A friend told me recently about all the easy pleasures he foregoes at Lent. There is no alcohol, cheese, chocolate, meat.
Most intriguingly, on leaving home he allows himself to turn only one way, making what might have been a quick stroll to the shops a more time-consuming expedition. For him, self-restraint has become not just a challenge, but almost a game.
So I am intrigued by the meaning of abstinence — and its association, even in a more secular society, with improved spiritual wellbeing.
The question of whether less could actually mean more is one asked by Elizabeth Gilbert in Eat Pray Love. The second leg of her best-selling memoir, subtitled One Woman’s Search For Everything, explores spirituality through retreat and abstinence at an ashram in India. There she rises pre-dawn to do yoga, eats only vegetarian food, does chores and meditates.
This week author Patricia Nicol, recommends the best books on abstinence to help you through the trickier times in life
But at the end of her first retreat, Gilbert ditches her travelling plans to stay on: ‘You cannot see your reflection in running water, only in still water. So, something was telling me it would be spiritually negligent to run off now.’

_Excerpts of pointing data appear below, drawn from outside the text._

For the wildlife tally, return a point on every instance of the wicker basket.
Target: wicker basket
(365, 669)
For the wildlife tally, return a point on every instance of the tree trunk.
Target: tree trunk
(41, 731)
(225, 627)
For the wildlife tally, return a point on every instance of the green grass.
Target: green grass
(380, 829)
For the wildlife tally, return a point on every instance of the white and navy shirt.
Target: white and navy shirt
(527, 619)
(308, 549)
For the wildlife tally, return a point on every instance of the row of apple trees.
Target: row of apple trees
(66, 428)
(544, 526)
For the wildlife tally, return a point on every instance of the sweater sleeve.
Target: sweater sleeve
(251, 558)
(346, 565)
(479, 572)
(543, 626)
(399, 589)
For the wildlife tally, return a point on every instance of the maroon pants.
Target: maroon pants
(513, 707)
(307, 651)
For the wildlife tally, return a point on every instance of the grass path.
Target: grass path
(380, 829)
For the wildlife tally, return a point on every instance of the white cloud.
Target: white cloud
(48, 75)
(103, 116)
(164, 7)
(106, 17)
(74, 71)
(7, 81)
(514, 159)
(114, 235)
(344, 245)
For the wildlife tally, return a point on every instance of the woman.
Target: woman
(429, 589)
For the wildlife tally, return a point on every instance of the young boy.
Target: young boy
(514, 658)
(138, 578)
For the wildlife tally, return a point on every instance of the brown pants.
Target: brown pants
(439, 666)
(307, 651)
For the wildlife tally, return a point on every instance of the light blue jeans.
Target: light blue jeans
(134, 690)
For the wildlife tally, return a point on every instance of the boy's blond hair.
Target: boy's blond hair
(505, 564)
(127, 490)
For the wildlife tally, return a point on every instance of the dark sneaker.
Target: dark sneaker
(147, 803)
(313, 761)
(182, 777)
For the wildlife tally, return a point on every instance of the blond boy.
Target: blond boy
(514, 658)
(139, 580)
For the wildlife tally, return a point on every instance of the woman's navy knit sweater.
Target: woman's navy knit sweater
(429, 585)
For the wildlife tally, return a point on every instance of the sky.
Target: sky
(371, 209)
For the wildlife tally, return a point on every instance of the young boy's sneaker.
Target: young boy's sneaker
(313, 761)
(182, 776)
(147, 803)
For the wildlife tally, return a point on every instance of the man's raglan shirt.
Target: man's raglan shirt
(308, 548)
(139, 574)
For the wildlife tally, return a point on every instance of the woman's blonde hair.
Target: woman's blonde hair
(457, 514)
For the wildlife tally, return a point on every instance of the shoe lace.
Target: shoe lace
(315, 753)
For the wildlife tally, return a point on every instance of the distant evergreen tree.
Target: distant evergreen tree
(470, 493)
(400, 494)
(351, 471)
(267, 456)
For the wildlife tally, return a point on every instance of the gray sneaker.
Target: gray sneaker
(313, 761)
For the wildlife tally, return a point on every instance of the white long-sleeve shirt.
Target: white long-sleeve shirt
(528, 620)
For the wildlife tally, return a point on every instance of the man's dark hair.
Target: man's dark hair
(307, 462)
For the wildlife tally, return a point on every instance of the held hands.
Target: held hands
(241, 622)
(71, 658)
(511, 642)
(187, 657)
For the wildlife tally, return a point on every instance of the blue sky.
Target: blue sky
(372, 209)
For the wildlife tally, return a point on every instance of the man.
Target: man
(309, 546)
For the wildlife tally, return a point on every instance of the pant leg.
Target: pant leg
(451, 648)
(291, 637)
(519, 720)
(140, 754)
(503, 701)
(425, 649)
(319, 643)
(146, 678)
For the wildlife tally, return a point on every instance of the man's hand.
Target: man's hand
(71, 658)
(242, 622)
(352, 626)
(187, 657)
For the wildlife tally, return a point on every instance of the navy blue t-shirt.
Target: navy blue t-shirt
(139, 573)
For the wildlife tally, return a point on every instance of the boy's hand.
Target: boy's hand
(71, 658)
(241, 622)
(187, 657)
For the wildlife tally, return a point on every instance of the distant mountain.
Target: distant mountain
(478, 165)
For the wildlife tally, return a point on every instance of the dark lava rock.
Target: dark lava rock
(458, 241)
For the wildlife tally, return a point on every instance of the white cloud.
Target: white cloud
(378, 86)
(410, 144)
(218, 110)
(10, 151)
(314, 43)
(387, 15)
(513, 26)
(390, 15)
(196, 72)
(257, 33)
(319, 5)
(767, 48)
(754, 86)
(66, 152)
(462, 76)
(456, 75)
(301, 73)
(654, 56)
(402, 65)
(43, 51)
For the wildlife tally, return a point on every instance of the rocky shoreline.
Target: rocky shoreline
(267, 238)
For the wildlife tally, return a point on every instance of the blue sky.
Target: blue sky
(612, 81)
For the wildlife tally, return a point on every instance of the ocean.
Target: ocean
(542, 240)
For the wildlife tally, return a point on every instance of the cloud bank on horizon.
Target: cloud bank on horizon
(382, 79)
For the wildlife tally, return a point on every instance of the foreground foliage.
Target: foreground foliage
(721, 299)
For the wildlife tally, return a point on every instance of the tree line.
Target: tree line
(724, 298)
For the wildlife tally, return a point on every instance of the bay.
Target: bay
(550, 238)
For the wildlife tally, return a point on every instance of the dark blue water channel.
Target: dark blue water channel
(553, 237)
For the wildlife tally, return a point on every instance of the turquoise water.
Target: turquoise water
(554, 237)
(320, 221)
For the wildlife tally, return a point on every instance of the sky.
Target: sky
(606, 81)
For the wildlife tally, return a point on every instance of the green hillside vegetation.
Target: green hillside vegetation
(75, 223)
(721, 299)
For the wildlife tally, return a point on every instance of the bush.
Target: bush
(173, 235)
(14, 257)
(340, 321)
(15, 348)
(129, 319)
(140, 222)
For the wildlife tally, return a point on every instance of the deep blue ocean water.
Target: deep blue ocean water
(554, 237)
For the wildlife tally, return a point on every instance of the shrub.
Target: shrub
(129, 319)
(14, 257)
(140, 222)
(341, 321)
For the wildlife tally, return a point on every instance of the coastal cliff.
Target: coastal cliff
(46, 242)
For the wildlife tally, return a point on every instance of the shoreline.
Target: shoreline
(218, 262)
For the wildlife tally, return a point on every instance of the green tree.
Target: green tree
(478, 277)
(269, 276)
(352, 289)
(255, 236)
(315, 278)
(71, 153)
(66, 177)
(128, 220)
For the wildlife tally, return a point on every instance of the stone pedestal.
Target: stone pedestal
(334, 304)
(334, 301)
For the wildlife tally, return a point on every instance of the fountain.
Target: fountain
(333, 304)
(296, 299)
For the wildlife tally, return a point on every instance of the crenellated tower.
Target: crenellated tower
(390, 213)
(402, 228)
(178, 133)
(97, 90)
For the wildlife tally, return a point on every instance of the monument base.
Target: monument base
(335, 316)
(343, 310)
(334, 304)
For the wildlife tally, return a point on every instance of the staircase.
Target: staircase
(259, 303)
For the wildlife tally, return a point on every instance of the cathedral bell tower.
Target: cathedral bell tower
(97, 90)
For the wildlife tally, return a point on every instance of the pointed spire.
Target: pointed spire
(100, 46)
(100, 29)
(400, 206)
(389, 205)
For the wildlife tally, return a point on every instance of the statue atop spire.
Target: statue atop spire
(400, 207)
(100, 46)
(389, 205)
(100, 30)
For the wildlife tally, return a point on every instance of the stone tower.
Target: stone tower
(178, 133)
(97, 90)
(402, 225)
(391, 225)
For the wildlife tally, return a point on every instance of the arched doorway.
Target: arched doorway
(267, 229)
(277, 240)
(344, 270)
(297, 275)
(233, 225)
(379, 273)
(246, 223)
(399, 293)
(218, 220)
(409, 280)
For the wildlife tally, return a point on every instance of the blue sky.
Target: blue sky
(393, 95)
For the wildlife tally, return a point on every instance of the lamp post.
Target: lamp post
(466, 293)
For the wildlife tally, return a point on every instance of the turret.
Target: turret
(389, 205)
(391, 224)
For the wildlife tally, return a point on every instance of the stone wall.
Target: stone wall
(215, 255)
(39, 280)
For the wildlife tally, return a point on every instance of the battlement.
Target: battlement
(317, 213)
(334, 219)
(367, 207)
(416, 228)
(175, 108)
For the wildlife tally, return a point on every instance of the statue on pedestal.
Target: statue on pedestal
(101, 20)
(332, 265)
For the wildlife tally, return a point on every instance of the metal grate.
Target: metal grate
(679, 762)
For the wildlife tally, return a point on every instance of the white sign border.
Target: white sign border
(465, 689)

Anita Desai’s Booker-shortlisted novel Fasting, Feasting is another evocative portrait of India. In it, food is how every day is measured out; an expression of both love and control. The parents of the put-upon Uma and spoilt son Arun overfeed him, while starving her of affection. They are offended that their vegetarian son abstains from eating meat, as they view its consumption as progressive and Westernised.
Amy Liptrot’s luminous award-winning 2016 memoir The Outrun also explores learning to live with abstinence. As a young graduate in London, Liptrot developed a serious drink problem.
After drying out, she returned to her birthplace, Orkney, a vulnerable recovering alcoholic. There she found solace in the beauty of the landscape and its shifting seasons.
As a cold-water swimmer, she discovered a healthier buzz. For her, less became more.